I recently rediscovered the various bits of (entry level) hifi kit that I've accumulated over the years and then were relegated due to the rise of digital music. However, there was more than nostalgia for the loading of the CD and waiting on the TOC read than for the various snake oil I left behind.




Personally, there's no mistaking the pleasure of listening to music on a well balanced system - something that doesn't swamp the bass or screech through the trebles. So one of the first pay-cheque purchases were towards better (but not obscene) music system.
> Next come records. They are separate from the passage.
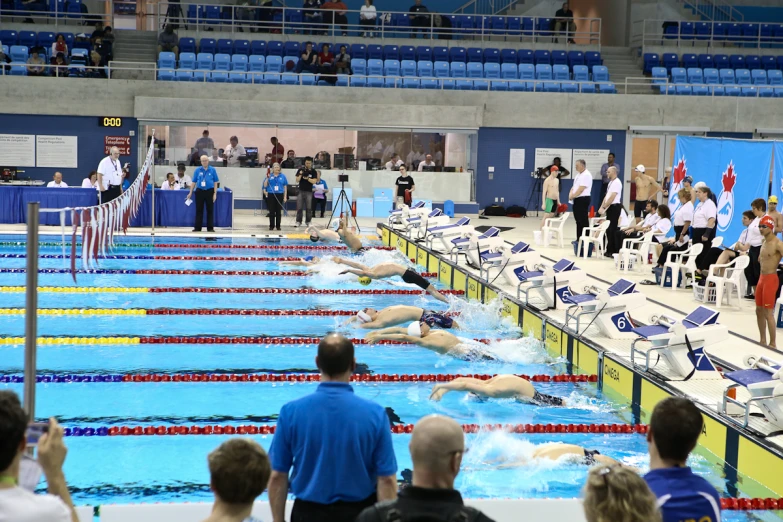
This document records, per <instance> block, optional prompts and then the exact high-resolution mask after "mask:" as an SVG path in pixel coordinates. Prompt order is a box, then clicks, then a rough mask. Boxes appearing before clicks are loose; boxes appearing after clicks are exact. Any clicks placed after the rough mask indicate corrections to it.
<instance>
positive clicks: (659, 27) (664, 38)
mask: <svg viewBox="0 0 783 522" xmlns="http://www.w3.org/2000/svg"><path fill="white" fill-rule="evenodd" d="M639 24H641V27H639ZM633 32H634V34H637V35H638V34H641V40H639V38H638V37H635V38H634V39H633V43H635V44H637V45H641V46H642V47H645V48H646V47H649V46H670V47H673V46H676V47H686V48H689V47H718V46H720V47H726V48H731V47H734V48H742V49H765V48H783V24H770V23H749V22H742V23H740V22H691V21H689V20H679V21H673V20H644V21H643V22H637V23H635V24H634V26H633ZM645 52H648V51H645Z"/></svg>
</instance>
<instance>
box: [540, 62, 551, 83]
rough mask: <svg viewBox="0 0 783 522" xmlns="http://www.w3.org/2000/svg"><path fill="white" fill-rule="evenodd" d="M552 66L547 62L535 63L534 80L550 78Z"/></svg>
mask: <svg viewBox="0 0 783 522" xmlns="http://www.w3.org/2000/svg"><path fill="white" fill-rule="evenodd" d="M551 79H552V66H551V65H549V64H540V65H536V80H551Z"/></svg>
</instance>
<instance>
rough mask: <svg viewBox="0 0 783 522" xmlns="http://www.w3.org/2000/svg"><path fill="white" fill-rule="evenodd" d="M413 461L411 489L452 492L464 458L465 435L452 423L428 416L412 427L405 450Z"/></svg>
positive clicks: (424, 417)
mask: <svg viewBox="0 0 783 522" xmlns="http://www.w3.org/2000/svg"><path fill="white" fill-rule="evenodd" d="M408 447H409V449H410V452H411V459H412V460H413V485H414V486H418V487H424V488H437V489H453V488H454V479H455V478H456V477H457V475H458V474H459V468H460V466H461V465H462V456H463V455H464V454H465V451H466V450H465V435H464V434H463V432H462V427H460V425H459V424H457V423H456V422H455V421H454V419H451V418H449V417H446V416H445V415H427V416H426V417H424V418H422V419H420V420H419V422H417V423H416V425H415V426H414V427H413V433H412V434H411V442H410V445H409V446H408Z"/></svg>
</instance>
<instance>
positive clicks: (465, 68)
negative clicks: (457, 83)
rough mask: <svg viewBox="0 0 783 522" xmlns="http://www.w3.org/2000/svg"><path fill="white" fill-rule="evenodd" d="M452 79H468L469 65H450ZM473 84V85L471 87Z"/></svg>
mask: <svg viewBox="0 0 783 522" xmlns="http://www.w3.org/2000/svg"><path fill="white" fill-rule="evenodd" d="M450 71H451V77H452V78H466V77H467V65H465V64H464V63H463V62H452V63H451V65H450ZM472 86H473V84H472V83H471V87H472Z"/></svg>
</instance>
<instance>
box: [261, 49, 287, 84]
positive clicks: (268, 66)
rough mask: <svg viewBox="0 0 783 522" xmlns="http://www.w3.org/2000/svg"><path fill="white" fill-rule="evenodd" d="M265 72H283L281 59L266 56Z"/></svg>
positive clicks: (281, 60) (276, 72)
mask: <svg viewBox="0 0 783 522" xmlns="http://www.w3.org/2000/svg"><path fill="white" fill-rule="evenodd" d="M266 72H273V73H275V72H276V73H281V72H283V58H282V57H281V56H267V57H266ZM264 83H266V76H264Z"/></svg>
Along the way, there was a lot of education and snake oil

There were terms like bright and warm (screechy/finger chalkboard high notes vs booming bass notes) that described amplifiers, speakers, speaker cables and any variation in between. There is soundstage reproduction describing whether the system can give the feeling of separate notes and the sense of instruments setup on a sound stage. There is biwiring where different speakers are ran from the amplifier to the bass and treble units of the speaker - the type of wire can be different to harness any sonic feature/preference. There is onboard CD transport DAC or separate DAC units and also coaxial or S/PDIF aka TOSLINK for digital connections. There is speaker-listening position (ears level with tweeter and speakers angled inwards). There is speaker support to maximise stability and reduce sonic vibrations of the music and the environment feeding back into the speaker cabinet and impacting the subsequent noise reproduction. There is the CD recording and engineering so a recording of the same song may not be the same song. There is speaker or component or cable burn in myths.


Ah, all the fun when all I really wanted was to be able to make out and enjoy the music.



And after brushing aside all of the snake oil, I had to remember the rules for omhs for speakers and amplifier. Is an amp that says something like "speaker impedance, 4ohms mim" where the speakers say 8ohms (nomimal).



Firstly you have to remember high school physics: the amplifier is the power source and can only give a certain amount of current and the speaker is essentially a resistor drawing a current. The important thing to get right is the speakers provide a resistance to the current and the lower the ohms rating, the higher the resistance. The higher the resistance the more work the amplifier has to do (and be able to do when the speakers draw the current). So simply put: A pair of 8ohms speakers plugged into a 4ohms amplifier should be fine .. although you may wish to find from the manufacturers specs the minimum to ensure that the speakers and the amplifier do play nicely. When they don't play nicely the speakers will make the amplifier work harder and overheating it and potentially damage/overheat the circuitary.


And after all of this a cheap 1990s Rotel and Marantz transport and some cheap speakers reclaimed from an all in one midi system still generate great sound within their limitations. But still a great, albeit a different, experience over listening to my ipod.